- Yield spread to Italian securities narrows before Dec. 20 vote
- Campaign polls signal possible PP coalition with Ciudadanos
Jitters that investors may feel just four days before national elections in Spain are absent from the government-bond market.
Spain’s sovereign securities held a two-day gain, tracking movements in their Italian counterparts for a third day. In the past month leading up to the Dec. 20 vote, the extra yield investors demanded to hold Spanish 10-year debt compared with similar-maturity Italian bonds has narrowed -- indicating relative calm.

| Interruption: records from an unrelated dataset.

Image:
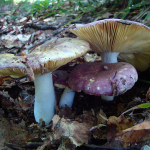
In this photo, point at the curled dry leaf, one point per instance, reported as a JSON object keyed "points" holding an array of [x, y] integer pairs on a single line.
{"points": [[136, 134], [78, 133], [114, 125], [147, 95]]}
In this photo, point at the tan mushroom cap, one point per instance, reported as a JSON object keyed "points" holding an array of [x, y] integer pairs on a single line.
{"points": [[140, 61], [115, 35], [11, 65], [55, 53], [45, 58]]}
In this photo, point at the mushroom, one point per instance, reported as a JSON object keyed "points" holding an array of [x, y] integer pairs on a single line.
{"points": [[43, 60], [107, 79], [111, 37], [140, 61], [60, 81]]}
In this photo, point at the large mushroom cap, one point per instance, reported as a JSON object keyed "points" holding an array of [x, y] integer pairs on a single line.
{"points": [[45, 58], [109, 79], [11, 65], [55, 53], [140, 61], [115, 35]]}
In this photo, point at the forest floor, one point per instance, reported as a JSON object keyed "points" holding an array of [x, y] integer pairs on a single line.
{"points": [[91, 123]]}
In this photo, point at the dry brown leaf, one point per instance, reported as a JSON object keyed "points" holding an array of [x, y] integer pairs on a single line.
{"points": [[88, 118], [147, 95], [78, 133], [136, 134], [114, 125], [101, 120]]}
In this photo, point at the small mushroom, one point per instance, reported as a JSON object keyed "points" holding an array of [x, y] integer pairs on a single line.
{"points": [[60, 80], [113, 37], [109, 79], [43, 60]]}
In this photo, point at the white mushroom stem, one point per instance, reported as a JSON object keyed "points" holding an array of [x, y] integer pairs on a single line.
{"points": [[67, 98], [109, 57], [44, 106]]}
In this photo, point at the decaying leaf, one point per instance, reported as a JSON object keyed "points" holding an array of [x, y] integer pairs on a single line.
{"points": [[136, 134], [114, 125], [147, 95], [78, 133]]}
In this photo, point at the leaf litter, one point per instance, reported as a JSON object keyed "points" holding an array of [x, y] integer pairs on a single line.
{"points": [[91, 122]]}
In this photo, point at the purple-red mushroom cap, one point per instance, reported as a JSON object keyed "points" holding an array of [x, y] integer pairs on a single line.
{"points": [[111, 79]]}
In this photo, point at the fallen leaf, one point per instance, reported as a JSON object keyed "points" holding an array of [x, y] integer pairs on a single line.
{"points": [[114, 125], [136, 134], [78, 133]]}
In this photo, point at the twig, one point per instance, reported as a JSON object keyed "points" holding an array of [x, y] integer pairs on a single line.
{"points": [[111, 148], [41, 27]]}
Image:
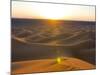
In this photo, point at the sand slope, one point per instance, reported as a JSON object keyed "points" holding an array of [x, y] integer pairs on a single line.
{"points": [[50, 65]]}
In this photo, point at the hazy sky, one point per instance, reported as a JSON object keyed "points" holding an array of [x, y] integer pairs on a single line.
{"points": [[52, 11]]}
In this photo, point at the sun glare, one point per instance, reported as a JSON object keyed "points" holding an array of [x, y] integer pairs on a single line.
{"points": [[53, 12]]}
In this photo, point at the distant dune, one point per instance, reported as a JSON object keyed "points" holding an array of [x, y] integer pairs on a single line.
{"points": [[36, 44], [50, 65]]}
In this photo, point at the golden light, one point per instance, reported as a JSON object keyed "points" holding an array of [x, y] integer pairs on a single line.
{"points": [[53, 12], [58, 60]]}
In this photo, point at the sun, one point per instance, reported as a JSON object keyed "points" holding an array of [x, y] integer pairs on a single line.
{"points": [[53, 12]]}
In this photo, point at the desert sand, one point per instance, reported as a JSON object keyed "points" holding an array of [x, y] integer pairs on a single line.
{"points": [[50, 65]]}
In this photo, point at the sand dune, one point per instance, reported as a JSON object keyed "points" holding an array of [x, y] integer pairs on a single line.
{"points": [[36, 44], [50, 65]]}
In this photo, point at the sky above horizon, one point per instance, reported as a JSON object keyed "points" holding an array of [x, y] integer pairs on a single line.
{"points": [[35, 10]]}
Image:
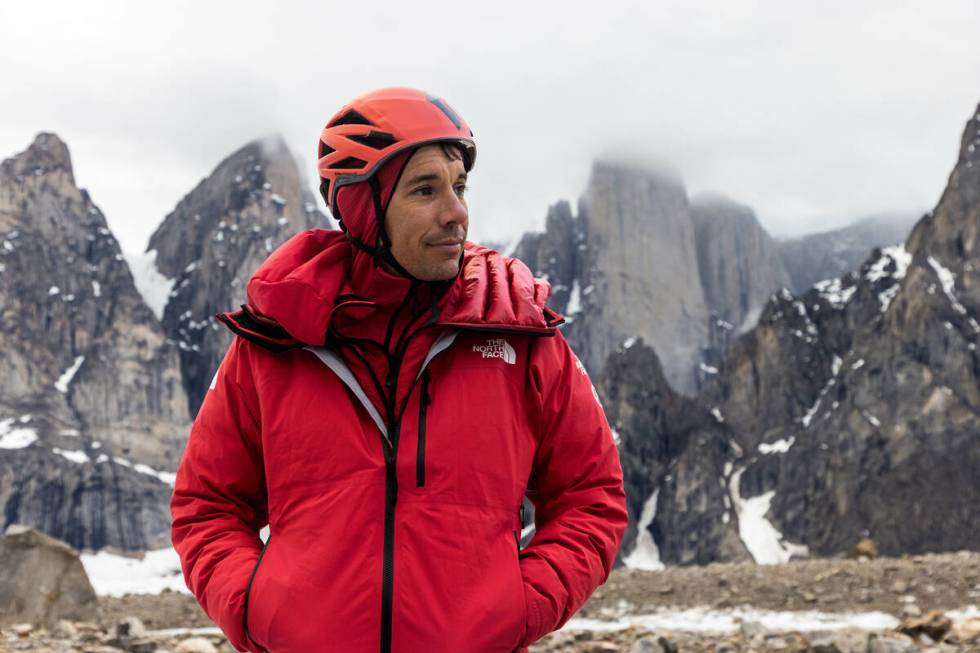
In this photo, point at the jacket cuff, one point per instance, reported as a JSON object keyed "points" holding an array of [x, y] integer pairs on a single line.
{"points": [[536, 623]]}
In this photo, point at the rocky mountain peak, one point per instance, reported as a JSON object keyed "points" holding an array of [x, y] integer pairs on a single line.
{"points": [[207, 248], [92, 412], [47, 153]]}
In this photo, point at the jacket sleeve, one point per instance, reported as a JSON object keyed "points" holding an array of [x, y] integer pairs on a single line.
{"points": [[576, 487], [218, 504]]}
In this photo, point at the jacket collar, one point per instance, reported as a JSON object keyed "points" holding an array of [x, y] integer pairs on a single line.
{"points": [[294, 296]]}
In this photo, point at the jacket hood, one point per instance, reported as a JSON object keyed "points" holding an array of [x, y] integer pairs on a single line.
{"points": [[294, 295]]}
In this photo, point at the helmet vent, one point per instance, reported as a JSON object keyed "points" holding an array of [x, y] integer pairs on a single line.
{"points": [[349, 162], [351, 118], [377, 140], [453, 118]]}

In Spain, where the economy is growing at close to pre-crisis levels, the two traditional parties that have led governments in the last three decades face their strongest challenge yet from two newer formations. Surveys point to a possible coalition between the ruling People’s Party and newcomers Ciudadanos, who are frequently described as centrists.
“If you look at 10-year yield spreads, Spain-Italy have compressed,” said Martin van Vliet, senior interest-rate strategist at ING Groep NV in Amsterdam. “I think the markets are moving to an outcome where you might see a PP-Ciudadanos majority, which is quite a stable government.”
Yields on Spain’s 10-year government bonds were little changed at 1.77 percent as of 4:06 p.m. in London. That’s seven basis points, or 0.07 percentage point, more than similar-maturity Italian debt. The gap was as wide as 23 basis points in mid-November, based on closing prices. The yield difference had shrunk to five basis points on Dec. 8, the narrowest since July.
ING’s van Vliet said the spread could “inch back to the five basis-point level we saw last week, which is a big compression from the around 20 basis points” in November.
Spanish sovereign bonds returned 1.5 percent this year through Tuesday, while Italy’s earned 4.3 percent and holders of Portuguese securities received 3.3 percent, according to Bloomberg World Bond Indexes.